The more I lamented the more worked up I became; no solution rose to the top. Instead the murk kept churning, pessimism beginning to vine its way around my thoughts, choking out the optimism desperately seeking to keep hold.
Do you know the feeling?
The Rainbows
A whistle snapped my attention back to reality. I looked to see my husband on his tractor toward the western horizon where the sun had just begun to set. He pointed to the sky behind me in the east.
Turning to see the most beautiful rainbow in the dusk sky, I looked closer and saw not one, but two rainbows. An orange-pink glow lent a uniqueness to the sight, like a banner over our property, over our home, over me.
The dreamer I am, I supposed it was just for me. God heard my lament, felt my anguish, and He was reminding me of His faithfulness. So He sent a rainbow in this rainless sunset sky to get my mind out of the doldrums and back to up to Him.
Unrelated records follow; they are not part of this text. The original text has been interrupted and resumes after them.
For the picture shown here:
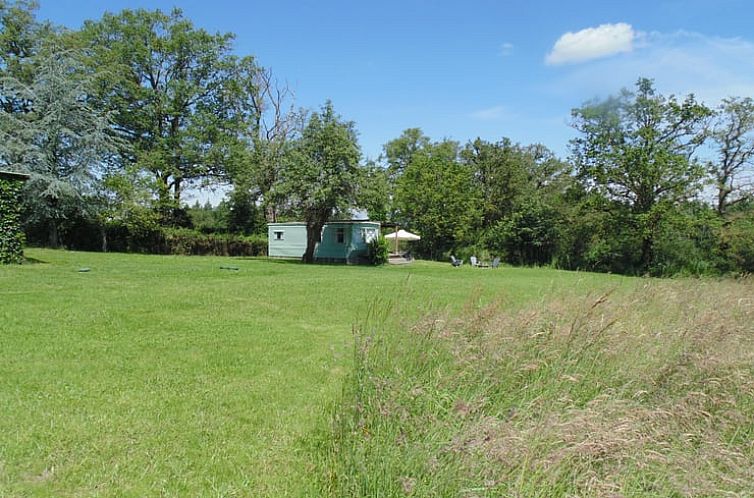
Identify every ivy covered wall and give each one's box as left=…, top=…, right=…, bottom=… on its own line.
left=0, top=174, right=24, bottom=264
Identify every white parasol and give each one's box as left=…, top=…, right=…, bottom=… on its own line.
left=385, top=229, right=421, bottom=252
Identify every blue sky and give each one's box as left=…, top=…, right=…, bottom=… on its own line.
left=39, top=0, right=754, bottom=163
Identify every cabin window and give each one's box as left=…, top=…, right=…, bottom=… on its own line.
left=361, top=228, right=377, bottom=244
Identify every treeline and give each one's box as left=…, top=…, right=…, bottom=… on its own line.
left=385, top=79, right=754, bottom=275
left=0, top=0, right=754, bottom=275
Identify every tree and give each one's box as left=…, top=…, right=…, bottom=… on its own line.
left=571, top=78, right=711, bottom=267
left=396, top=140, right=481, bottom=258
left=383, top=128, right=430, bottom=179
left=231, top=63, right=306, bottom=222
left=461, top=138, right=570, bottom=228
left=81, top=9, right=244, bottom=219
left=281, top=101, right=363, bottom=263
left=0, top=46, right=117, bottom=247
left=709, top=97, right=754, bottom=215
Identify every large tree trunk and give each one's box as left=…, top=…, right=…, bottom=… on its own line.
left=301, top=221, right=325, bottom=263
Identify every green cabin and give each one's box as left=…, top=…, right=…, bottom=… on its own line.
left=267, top=220, right=380, bottom=264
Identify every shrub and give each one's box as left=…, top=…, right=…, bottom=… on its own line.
left=0, top=178, right=24, bottom=264
left=367, top=235, right=388, bottom=266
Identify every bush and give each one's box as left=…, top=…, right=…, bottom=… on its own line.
left=0, top=178, right=24, bottom=264
left=367, top=235, right=388, bottom=266
left=160, top=229, right=267, bottom=256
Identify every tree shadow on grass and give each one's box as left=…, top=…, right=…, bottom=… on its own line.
left=21, top=256, right=50, bottom=265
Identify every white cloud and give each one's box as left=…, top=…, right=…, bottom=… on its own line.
left=545, top=23, right=637, bottom=65
left=470, top=105, right=508, bottom=121
left=548, top=31, right=754, bottom=106
left=500, top=42, right=513, bottom=57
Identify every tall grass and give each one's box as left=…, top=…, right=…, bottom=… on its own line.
left=319, top=280, right=754, bottom=497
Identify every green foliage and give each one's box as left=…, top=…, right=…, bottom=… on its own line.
left=78, top=9, right=248, bottom=209
left=0, top=177, right=24, bottom=264
left=159, top=229, right=267, bottom=256
left=0, top=45, right=118, bottom=247
left=280, top=101, right=364, bottom=263
left=572, top=78, right=712, bottom=213
left=708, top=97, right=754, bottom=215
left=721, top=209, right=754, bottom=274
left=395, top=141, right=481, bottom=258
left=485, top=201, right=561, bottom=265
left=367, top=234, right=390, bottom=266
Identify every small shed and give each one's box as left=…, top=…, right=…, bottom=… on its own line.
left=0, top=170, right=29, bottom=264
left=267, top=220, right=380, bottom=264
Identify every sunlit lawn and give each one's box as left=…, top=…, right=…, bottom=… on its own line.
left=0, top=249, right=633, bottom=496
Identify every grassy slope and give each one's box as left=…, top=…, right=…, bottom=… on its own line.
left=320, top=280, right=754, bottom=498
left=0, top=250, right=630, bottom=496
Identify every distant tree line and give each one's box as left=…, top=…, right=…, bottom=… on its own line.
left=0, top=0, right=754, bottom=275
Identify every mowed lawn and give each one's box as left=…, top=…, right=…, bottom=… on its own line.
left=0, top=249, right=636, bottom=497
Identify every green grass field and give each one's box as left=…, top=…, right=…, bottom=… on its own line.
left=0, top=249, right=629, bottom=496
left=0, top=249, right=754, bottom=497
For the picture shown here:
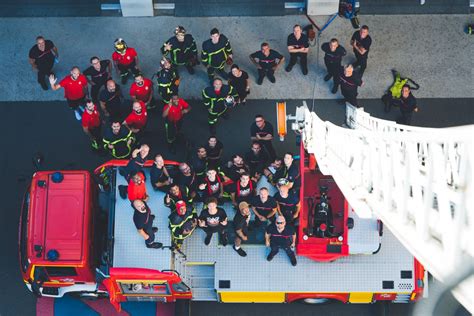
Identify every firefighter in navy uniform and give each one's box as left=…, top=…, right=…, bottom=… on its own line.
left=202, top=79, right=237, bottom=135
left=168, top=201, right=197, bottom=249
left=161, top=26, right=199, bottom=74
left=156, top=57, right=179, bottom=104
left=201, top=28, right=233, bottom=84
left=102, top=122, right=135, bottom=159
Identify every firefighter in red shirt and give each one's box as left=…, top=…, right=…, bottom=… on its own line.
left=49, top=66, right=89, bottom=121
left=82, top=100, right=102, bottom=150
left=130, top=73, right=155, bottom=109
left=123, top=101, right=147, bottom=138
left=112, top=38, right=139, bottom=84
left=162, top=94, right=191, bottom=153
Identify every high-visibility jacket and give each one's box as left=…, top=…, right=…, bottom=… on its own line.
left=202, top=85, right=238, bottom=115
left=103, top=125, right=135, bottom=159
left=201, top=34, right=232, bottom=69
left=161, top=34, right=198, bottom=66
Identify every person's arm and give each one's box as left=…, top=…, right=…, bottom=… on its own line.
left=49, top=74, right=61, bottom=91
left=138, top=229, right=150, bottom=240
left=293, top=202, right=301, bottom=218
left=265, top=232, right=270, bottom=247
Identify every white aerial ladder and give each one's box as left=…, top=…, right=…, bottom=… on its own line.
left=292, top=104, right=474, bottom=312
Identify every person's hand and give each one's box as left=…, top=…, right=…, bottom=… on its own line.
left=49, top=74, right=58, bottom=86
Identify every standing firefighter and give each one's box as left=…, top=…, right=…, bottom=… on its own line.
left=161, top=26, right=198, bottom=74
left=112, top=38, right=139, bottom=84
left=102, top=122, right=134, bottom=159
left=201, top=28, right=233, bottom=84
left=156, top=57, right=179, bottom=104
left=202, top=79, right=237, bottom=135
left=168, top=201, right=197, bottom=249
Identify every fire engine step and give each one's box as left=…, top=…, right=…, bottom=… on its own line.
left=186, top=262, right=217, bottom=301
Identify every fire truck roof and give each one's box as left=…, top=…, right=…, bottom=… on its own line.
left=28, top=171, right=91, bottom=263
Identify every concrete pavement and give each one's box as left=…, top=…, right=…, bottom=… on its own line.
left=0, top=14, right=474, bottom=101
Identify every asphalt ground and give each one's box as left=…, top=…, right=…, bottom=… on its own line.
left=0, top=99, right=474, bottom=316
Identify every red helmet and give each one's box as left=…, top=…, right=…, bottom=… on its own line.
left=176, top=201, right=186, bottom=216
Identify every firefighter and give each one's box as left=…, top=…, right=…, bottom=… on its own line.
left=164, top=183, right=193, bottom=212
left=321, top=38, right=346, bottom=93
left=161, top=26, right=199, bottom=75
left=336, top=65, right=363, bottom=108
left=81, top=100, right=103, bottom=150
left=202, top=79, right=238, bottom=135
left=265, top=215, right=297, bottom=266
left=102, top=122, right=135, bottom=159
left=49, top=66, right=89, bottom=121
left=168, top=201, right=197, bottom=249
left=130, top=73, right=155, bottom=109
left=156, top=57, right=180, bottom=104
left=201, top=28, right=233, bottom=84
left=112, top=38, right=140, bottom=84
left=162, top=94, right=191, bottom=153
left=232, top=202, right=250, bottom=257
left=198, top=197, right=227, bottom=247
left=83, top=56, right=112, bottom=104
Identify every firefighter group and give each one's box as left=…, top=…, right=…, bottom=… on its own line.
left=29, top=25, right=417, bottom=265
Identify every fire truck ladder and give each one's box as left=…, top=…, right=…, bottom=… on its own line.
left=293, top=104, right=474, bottom=312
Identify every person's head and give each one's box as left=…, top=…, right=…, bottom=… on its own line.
left=171, top=93, right=179, bottom=106
left=212, top=79, right=222, bottom=91
left=140, top=144, right=150, bottom=158
left=154, top=154, right=165, bottom=168
left=206, top=169, right=217, bottom=181
left=329, top=38, right=339, bottom=52
left=114, top=38, right=127, bottom=54
left=206, top=196, right=217, bottom=211
left=170, top=183, right=179, bottom=196
left=106, top=79, right=116, bottom=92
left=232, top=155, right=244, bottom=166
left=239, top=201, right=250, bottom=216
left=275, top=215, right=286, bottom=229
left=402, top=84, right=410, bottom=99
left=207, top=136, right=217, bottom=148
left=135, top=73, right=145, bottom=87
left=111, top=122, right=122, bottom=135
left=90, top=56, right=100, bottom=71
left=211, top=28, right=221, bottom=44
left=259, top=187, right=270, bottom=201
left=71, top=66, right=81, bottom=80
left=230, top=64, right=242, bottom=77
left=174, top=25, right=186, bottom=42
left=132, top=101, right=143, bottom=114
left=176, top=201, right=186, bottom=216
left=344, top=64, right=354, bottom=77
left=178, top=162, right=191, bottom=176
left=160, top=57, right=171, bottom=69
left=359, top=25, right=369, bottom=39
left=197, top=146, right=207, bottom=159
left=250, top=141, right=262, bottom=154
left=133, top=200, right=146, bottom=213
left=36, top=35, right=46, bottom=51
left=283, top=152, right=293, bottom=168
left=86, top=99, right=94, bottom=114
left=255, top=114, right=265, bottom=128
left=240, top=172, right=250, bottom=186
left=293, top=24, right=303, bottom=38
left=131, top=172, right=143, bottom=184
left=260, top=42, right=270, bottom=56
After taking it all in, I returned to my garden and began plucking blueberries off the bushes, the stragglers of this year’s harvest.
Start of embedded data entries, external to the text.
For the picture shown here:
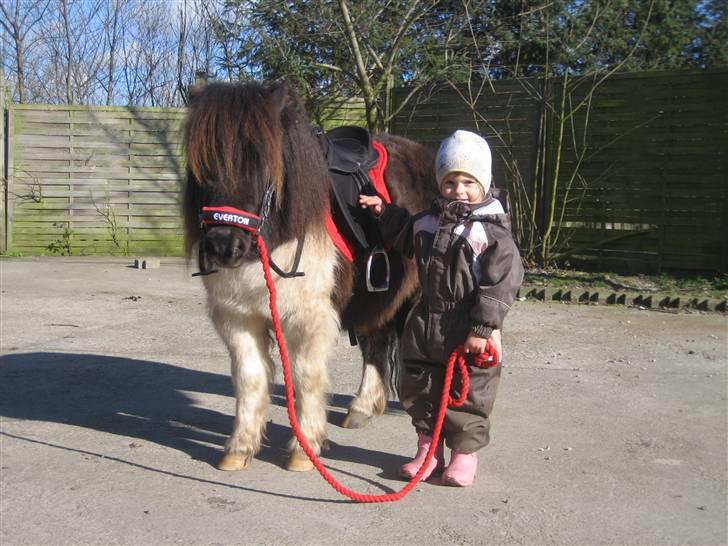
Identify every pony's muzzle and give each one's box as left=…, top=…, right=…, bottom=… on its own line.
left=200, top=226, right=256, bottom=268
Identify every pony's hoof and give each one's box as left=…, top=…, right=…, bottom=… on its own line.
left=217, top=453, right=253, bottom=472
left=341, top=409, right=371, bottom=428
left=286, top=452, right=313, bottom=472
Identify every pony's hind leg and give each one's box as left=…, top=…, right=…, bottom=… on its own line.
left=341, top=322, right=399, bottom=428
left=284, top=306, right=339, bottom=471
left=212, top=312, right=273, bottom=471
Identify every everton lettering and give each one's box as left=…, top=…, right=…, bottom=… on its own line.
left=212, top=212, right=250, bottom=226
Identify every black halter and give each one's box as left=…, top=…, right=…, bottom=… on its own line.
left=192, top=184, right=306, bottom=279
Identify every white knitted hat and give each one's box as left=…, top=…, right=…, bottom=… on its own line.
left=435, top=131, right=492, bottom=195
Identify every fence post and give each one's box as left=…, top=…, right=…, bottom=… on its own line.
left=0, top=79, right=10, bottom=253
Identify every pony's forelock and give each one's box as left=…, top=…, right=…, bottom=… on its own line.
left=185, top=83, right=285, bottom=206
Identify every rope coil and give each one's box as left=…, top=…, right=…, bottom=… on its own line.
left=256, top=233, right=499, bottom=503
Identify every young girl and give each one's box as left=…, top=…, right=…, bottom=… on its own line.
left=359, top=131, right=523, bottom=487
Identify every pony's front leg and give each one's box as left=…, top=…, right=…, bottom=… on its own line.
left=341, top=322, right=399, bottom=428
left=284, top=309, right=339, bottom=471
left=212, top=312, right=273, bottom=471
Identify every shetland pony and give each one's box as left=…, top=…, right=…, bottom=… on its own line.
left=183, top=79, right=437, bottom=470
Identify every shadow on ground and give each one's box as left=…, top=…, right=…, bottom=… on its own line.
left=0, top=352, right=403, bottom=476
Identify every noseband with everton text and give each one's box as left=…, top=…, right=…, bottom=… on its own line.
left=192, top=185, right=306, bottom=279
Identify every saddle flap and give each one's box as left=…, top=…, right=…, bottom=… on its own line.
left=326, top=125, right=379, bottom=174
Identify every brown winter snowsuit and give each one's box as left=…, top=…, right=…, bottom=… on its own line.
left=378, top=189, right=523, bottom=453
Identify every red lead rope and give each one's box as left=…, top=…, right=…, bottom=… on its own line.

As I plucked each ripe berry, I willed my mind to fixate on God’s faithfulness.
Not What I Signed Up For
Suddenly scenes of the Israelites invaded my thoughts, the years of their complaining in the wilderness after their rescue from the bondage in Egypt. And suddenly I saw myself. I was the Israelites in the wilderness. I was in no-man’s-land between what I just left and what I hoped would be. And I wasn’t happy about it.
Like the Israelites, this in-between state wasn’t what I signed up for when I left Egypt. I signed up for a one-way ticket from Egypt to the Promised Land.
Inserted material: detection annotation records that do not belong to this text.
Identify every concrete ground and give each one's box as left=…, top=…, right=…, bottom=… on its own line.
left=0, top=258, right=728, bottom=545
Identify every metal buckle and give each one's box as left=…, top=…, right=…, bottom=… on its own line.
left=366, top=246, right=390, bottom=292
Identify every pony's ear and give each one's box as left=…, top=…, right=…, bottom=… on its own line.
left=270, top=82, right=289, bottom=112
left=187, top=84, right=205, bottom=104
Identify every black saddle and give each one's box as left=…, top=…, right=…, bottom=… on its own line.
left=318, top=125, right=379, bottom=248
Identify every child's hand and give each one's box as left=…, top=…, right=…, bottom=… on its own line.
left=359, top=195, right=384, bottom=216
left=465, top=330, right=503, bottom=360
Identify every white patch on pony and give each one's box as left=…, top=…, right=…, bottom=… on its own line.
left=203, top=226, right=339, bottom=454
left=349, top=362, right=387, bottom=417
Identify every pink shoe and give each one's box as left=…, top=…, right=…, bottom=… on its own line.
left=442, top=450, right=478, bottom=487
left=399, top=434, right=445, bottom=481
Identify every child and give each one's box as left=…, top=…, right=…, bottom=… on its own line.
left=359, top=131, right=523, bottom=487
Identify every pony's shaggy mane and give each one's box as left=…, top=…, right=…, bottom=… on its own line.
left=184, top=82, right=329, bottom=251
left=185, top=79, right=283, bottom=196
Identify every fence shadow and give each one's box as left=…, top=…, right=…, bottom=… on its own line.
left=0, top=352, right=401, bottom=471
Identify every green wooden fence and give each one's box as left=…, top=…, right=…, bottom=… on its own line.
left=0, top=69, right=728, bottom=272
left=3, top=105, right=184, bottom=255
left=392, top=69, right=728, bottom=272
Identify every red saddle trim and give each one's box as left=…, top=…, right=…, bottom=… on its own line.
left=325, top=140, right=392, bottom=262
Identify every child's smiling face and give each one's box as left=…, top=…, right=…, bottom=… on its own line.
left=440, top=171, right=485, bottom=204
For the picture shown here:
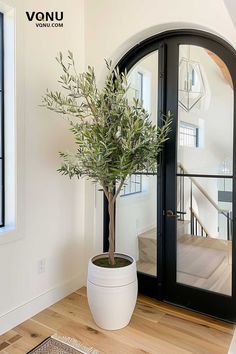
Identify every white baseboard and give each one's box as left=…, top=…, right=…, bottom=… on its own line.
left=0, top=274, right=84, bottom=335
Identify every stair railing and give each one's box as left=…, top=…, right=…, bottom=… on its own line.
left=178, top=163, right=233, bottom=240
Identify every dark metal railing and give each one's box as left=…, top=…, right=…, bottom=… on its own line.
left=177, top=164, right=233, bottom=240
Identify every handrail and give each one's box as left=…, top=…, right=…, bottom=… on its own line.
left=189, top=207, right=210, bottom=237
left=178, top=163, right=232, bottom=221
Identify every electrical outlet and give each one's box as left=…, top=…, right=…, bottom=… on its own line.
left=38, top=258, right=46, bottom=274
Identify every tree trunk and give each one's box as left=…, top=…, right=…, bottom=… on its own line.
left=108, top=192, right=115, bottom=265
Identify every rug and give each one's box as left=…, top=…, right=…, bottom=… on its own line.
left=177, top=242, right=227, bottom=279
left=26, top=335, right=99, bottom=354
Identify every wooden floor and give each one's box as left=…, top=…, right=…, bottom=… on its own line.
left=0, top=288, right=234, bottom=354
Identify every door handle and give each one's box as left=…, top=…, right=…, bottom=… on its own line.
left=163, top=209, right=177, bottom=218
left=163, top=209, right=186, bottom=218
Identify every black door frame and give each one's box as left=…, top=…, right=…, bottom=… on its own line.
left=103, top=29, right=236, bottom=322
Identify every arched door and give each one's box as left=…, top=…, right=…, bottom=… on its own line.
left=104, top=30, right=236, bottom=321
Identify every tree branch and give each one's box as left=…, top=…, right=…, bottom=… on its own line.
left=112, top=177, right=126, bottom=203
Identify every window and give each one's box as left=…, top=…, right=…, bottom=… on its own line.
left=179, top=122, right=199, bottom=147
left=120, top=175, right=142, bottom=197
left=136, top=71, right=143, bottom=102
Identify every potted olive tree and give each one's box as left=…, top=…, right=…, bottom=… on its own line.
left=43, top=52, right=171, bottom=329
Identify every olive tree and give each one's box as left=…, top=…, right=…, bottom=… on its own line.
left=42, top=51, right=171, bottom=266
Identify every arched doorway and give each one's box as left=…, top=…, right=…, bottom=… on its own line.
left=104, top=30, right=236, bottom=321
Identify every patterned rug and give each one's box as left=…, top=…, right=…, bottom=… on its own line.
left=26, top=335, right=99, bottom=354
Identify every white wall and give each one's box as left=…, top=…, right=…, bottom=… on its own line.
left=0, top=0, right=85, bottom=334
left=0, top=0, right=236, bottom=333
left=85, top=0, right=236, bottom=262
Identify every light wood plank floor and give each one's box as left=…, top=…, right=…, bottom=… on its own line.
left=0, top=288, right=234, bottom=354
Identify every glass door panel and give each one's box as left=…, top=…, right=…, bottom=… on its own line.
left=176, top=45, right=234, bottom=296
left=116, top=51, right=158, bottom=276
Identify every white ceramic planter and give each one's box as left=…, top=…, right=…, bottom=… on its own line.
left=87, top=253, right=138, bottom=330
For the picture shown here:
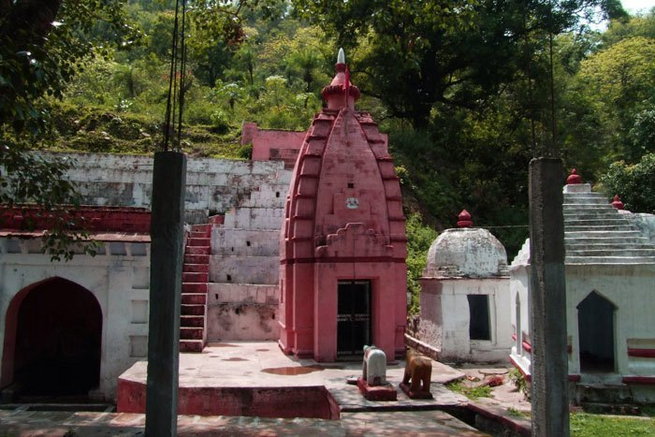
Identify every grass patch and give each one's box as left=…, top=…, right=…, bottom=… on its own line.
left=570, top=413, right=655, bottom=437
left=446, top=381, right=491, bottom=400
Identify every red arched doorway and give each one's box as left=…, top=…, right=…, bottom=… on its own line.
left=2, top=277, right=102, bottom=396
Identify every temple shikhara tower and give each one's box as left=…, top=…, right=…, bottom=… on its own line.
left=279, top=50, right=407, bottom=361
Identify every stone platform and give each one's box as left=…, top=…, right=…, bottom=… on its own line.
left=117, top=342, right=467, bottom=419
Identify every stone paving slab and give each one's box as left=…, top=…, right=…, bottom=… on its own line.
left=0, top=342, right=508, bottom=437
left=120, top=342, right=467, bottom=411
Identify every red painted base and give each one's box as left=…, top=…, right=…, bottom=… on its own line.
left=400, top=382, right=434, bottom=399
left=357, top=378, right=398, bottom=401
left=116, top=378, right=339, bottom=420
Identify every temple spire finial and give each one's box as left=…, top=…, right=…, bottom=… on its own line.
left=337, top=47, right=346, bottom=64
But here I was, wandering, with the Presence of God having never left me, yet complaining about all I was missing back in Egypt.
An unbidden question surfaced in my mind: Am I more interested in God’s solution to my problems or His presence within them?
Was the Presence of God not enough for me? Apparently not, at least not by the tone of my lament. I want Canaan and I want it now. This wandering in the wilderness is lonely, pointless, and a waste of time.
I’ve been in what I’d call a wilderness a time or two, and I bet you have, too. You’d think I’d know better by now.
Purpose for the Wilderness
I began to consider one of the purposes of God not bringing the Israelites directly from Egypt to Canaan. Even before their rebellion, God had led them on a roundabout route. He wanted to draw them to Himself in the wilderness. He needed them to know that He was enough, that He would provide each day exactly what they needed.
Unlike the Israelites, God saw what awaited them in Canaan. It wasn’t simply a land of milk and honey. It was also a land of enemies and false gods. His people needed an intensive boot camp with the General before heading into a war for which they were not prepared — not just the physical battles but the war in their hearts and minds to stay faithful to their God.
Ultimately, they needed to know that God was enough before they were tempted to worship the idols of the land.
Trusting Him, even in the wilderness
And so, in this wilderness I found myself in that day, I decided I didn’t want to be found in the company with the unfaithful Israelites who complained at every turn when things weren’t going the way they expected. I decided to use that time to draw near to God and allow Him to train me for what He had in store.
He has always been faithful. He hadn’t forgotten me. The wilderness wasn’t a waiting room for me to bide my time until God called my number. It was the purposeful and intentional work of a faithful and loving Father whose plans for me and my role in His kingdom is much more than I could ever ask or imagine.